Katherine cleared her throat, and then she spoke.
“Thank you all for coming tonight.” Her voice cracked, the nerves showing through.
From the audience, Fiona gave her a reassuring smile.
Katherine swallowed, then continued. “We’ve all been through a trying few days.
We have been faced with challenges we never should have had to face.
And unfortunately, it doesn’t look like anything is going to get easier anytime soon. ”
Quiet grumbles at that, but Katherine pressed on. She wouldn’t lie to these people. This was going to be a tough journey, and she wouldn’t drag anyone along unless they were fully on board.
“But in the face of all this adversity, I want to reiterate our mission.
Aestas and Libertad are here to provide a home for witches.
For all witches—no matter their background.
No matter who tries to stop us, no matter how many enemies we make, we will reach out to those who are turned away from other covens, and we will welcome them into our ranks.

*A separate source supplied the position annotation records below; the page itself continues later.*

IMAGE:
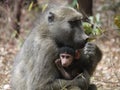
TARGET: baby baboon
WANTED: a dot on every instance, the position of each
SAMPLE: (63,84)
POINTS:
(34,67)
(69,65)
(66,63)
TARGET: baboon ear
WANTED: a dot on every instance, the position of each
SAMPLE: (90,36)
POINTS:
(51,17)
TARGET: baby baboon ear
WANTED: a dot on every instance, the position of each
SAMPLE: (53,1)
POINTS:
(51,17)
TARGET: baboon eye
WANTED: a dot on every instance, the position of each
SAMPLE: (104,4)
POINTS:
(51,17)
(75,23)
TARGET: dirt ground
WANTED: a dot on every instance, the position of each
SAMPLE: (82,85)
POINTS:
(107,74)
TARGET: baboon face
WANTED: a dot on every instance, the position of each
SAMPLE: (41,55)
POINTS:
(65,27)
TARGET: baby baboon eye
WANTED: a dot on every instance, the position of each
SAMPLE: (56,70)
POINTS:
(51,17)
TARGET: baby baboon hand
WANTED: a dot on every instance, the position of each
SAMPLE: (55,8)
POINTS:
(90,49)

“Together, we are going to rebuild LA’s magic system into something that’s equitable, democratic, and fair. Together, we are going to create covens that serve all of their members. Together, we are going to find a way to leave this world better than we found it.”
Katherine paused, waiting for a reaction. For a moment, there was only silence, and her heart clenched. But then—
Claps. Scattered at first, then spreading throughout the group.
Katherine smiled.
“So,” she said. “Who’s ready to get started?”